Ils utilisent partout la forme passive dans une tentative évidente pour minimiser le rôle d’Israël dans la destruction, et dont la reconstruction va coûter quelques 345 à 485 millions de dollars et nécessiter deux ans.
Ceci en supposant qu’Israël ne fera pas obstacle à toute occasion.
Les dirigeants israéliens ont cherché à conditionner la reconstruction au retour des Israéliens détenus à Gaza. La reconstruction a démarré à la vitesse d’un escargot après la dernière guerre.

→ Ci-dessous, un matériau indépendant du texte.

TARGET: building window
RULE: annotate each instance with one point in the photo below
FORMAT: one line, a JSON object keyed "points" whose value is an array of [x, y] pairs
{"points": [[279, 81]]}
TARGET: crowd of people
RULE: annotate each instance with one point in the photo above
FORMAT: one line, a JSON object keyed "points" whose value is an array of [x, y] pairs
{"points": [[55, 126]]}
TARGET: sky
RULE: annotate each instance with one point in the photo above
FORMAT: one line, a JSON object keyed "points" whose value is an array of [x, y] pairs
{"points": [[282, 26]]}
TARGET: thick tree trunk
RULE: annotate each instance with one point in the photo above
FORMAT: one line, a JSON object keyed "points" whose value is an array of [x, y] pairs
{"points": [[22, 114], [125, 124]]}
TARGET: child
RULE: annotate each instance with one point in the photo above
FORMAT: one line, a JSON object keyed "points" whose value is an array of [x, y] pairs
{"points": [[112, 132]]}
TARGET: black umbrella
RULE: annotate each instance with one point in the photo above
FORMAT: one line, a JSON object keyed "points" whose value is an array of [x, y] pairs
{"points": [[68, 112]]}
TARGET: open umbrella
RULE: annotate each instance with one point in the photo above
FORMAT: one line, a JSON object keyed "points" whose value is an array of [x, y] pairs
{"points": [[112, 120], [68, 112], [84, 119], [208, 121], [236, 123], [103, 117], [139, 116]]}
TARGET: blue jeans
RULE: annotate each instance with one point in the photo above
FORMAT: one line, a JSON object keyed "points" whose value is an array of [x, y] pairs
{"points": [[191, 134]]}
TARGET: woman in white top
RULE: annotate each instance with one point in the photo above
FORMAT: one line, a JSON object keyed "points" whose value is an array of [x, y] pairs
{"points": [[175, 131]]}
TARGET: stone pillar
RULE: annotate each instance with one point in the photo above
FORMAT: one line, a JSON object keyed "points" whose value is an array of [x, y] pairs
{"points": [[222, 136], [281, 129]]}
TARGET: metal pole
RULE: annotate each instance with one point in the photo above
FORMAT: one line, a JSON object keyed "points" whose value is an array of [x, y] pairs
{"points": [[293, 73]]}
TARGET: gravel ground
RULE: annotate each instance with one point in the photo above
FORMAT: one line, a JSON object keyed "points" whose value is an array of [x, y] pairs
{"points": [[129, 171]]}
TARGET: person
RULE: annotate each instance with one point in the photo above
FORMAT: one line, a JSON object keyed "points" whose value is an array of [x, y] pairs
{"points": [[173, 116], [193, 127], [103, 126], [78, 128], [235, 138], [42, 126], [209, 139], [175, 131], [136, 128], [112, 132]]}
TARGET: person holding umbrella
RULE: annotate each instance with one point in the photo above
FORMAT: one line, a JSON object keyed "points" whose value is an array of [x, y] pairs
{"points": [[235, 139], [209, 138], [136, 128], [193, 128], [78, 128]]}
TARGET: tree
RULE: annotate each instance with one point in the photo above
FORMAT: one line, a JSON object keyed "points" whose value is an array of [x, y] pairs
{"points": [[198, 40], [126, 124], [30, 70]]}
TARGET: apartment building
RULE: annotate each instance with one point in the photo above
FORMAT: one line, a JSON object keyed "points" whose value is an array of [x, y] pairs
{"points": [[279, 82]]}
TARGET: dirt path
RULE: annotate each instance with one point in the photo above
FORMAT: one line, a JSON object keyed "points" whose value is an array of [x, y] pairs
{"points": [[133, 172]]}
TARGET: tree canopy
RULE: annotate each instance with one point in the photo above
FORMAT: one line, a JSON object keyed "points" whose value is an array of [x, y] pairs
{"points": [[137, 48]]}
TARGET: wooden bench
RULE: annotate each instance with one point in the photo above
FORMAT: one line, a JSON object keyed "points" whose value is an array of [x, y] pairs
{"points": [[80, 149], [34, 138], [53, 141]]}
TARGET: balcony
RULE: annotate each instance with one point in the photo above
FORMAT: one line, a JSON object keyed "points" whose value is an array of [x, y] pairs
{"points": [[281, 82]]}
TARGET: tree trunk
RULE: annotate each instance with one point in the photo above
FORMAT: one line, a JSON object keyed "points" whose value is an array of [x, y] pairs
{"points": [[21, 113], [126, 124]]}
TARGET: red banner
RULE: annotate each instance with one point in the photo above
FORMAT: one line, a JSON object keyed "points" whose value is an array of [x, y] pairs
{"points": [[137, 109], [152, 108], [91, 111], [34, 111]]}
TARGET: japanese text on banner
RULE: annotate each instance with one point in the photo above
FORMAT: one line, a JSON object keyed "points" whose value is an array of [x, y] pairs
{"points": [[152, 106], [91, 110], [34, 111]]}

Il y a donc toutes les raisons de penser que cela retardera et entravera une fois de plus la reconstruction.
Les auteurs de l’« évaluation rapide » déclarent que « le conflit de mai 2021 a causé des dommages » aux rues de Gaza comme s’il s’agissait de quelque malheureuse action divine plutôt que du résultat de missiles délibérément tirés par l’armée israélienne sur des infrastructures civiles.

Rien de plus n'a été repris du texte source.